Gayrimenkulün iklim risklerine karşı sigorta ve finanse edilmesiyle ilgili meseleleri yaygın bir halde kabul edilirken, mevcut farkındalık ve iş birliği düzeylerinin, sorunun ölçeğini ve aciliyetini yansıtır ölçüde olmadığı da dikkat çekiyor.
Katılımcıların üçte ikisinden fazlası 2025 yılındaki çevresel ve karbonsuzlaşma gereklilikleriyle ilgili kaygı duyarken yüzde 70’i bu tasalarının gelecek beş yılı kapsadığını belirtiyor. Önümüzdeki 12 ayda ve takip eden beş yılda yenilenebilir güç teknolojilerinin benimsenmesinin değeri sorulan iştirakçiler, yüzde 82’ye yüzde 73 olmak üzere bunun uzun vadedeki kıymetinin daha da artacağına inanıyor.

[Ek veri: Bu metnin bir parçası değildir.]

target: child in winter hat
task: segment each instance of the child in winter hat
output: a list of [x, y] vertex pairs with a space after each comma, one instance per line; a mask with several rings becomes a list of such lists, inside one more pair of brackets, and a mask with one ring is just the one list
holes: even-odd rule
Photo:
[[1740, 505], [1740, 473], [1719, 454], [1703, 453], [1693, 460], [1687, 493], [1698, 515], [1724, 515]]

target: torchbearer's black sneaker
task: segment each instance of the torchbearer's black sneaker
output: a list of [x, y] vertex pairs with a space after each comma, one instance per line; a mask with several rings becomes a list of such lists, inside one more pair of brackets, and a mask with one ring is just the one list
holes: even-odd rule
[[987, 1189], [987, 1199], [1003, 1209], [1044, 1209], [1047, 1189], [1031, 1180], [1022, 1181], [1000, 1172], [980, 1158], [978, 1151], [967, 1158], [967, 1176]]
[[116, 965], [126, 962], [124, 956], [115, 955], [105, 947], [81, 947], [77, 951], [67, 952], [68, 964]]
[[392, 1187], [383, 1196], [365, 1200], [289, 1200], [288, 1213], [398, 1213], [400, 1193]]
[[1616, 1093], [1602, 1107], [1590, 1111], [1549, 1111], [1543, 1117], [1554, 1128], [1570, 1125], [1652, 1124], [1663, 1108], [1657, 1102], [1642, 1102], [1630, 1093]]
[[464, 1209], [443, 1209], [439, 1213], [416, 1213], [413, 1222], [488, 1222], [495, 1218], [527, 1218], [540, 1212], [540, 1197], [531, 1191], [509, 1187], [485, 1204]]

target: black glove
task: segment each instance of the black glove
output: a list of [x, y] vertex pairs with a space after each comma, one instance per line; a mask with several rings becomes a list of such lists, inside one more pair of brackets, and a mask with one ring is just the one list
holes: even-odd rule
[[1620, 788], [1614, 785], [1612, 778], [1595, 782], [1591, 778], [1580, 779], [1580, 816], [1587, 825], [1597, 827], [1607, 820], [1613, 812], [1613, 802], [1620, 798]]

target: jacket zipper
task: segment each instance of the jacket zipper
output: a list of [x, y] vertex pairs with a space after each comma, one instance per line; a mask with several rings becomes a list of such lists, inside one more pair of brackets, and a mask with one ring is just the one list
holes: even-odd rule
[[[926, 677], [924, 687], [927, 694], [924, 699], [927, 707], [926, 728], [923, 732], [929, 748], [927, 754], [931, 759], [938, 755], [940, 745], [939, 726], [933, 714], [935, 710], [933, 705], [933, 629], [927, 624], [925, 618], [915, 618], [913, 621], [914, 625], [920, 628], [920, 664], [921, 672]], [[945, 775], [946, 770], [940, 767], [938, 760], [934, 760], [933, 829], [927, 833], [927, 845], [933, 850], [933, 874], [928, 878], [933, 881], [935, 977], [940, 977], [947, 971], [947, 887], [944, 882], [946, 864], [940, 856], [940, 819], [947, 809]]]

Araştırma, bölümdeki kimi oyuncuların, yatırım getirilerine ulaşmanın zorlaştığı ve işletme kârlarının baskı altında olduğu bir devirde çevresel dertleri birinci sırada tutmakta zorlandığını gösteriyor.
Gayrimenkul dalı ve yapay zekâ
Araştırma son birkaç yılda ChatGPT üzere üretken yapay zekâ araçları ve sanal asistanların geliştirilmesi, yapay zekâyı (AI) sırf kamu gündemine getirmekle kalmayıp iş dünyasında da varlığının hissedilmesini sağladı.
Sektör başkanları operasyonel kesinti, mali kayıplar, itibar kaybı ve düzenleyici ahenk hususlarında muhtemel riskler olduğu görüşünde. Bunlardan sonuncusu olan düzenleyici ahengi, AB’deki işletmeler için bilhassa bir sorun teşkil ediyor.
Araştırmaya nazaran gayrimenkul şirketleri için, kesimin gayrimenkul teknolojisini ve yapay zekâyı benimseme yolundaki eforları sürerken, bu teknolojilerin beraberinde gelen güvenlik açıkları bir tasa kaynağı.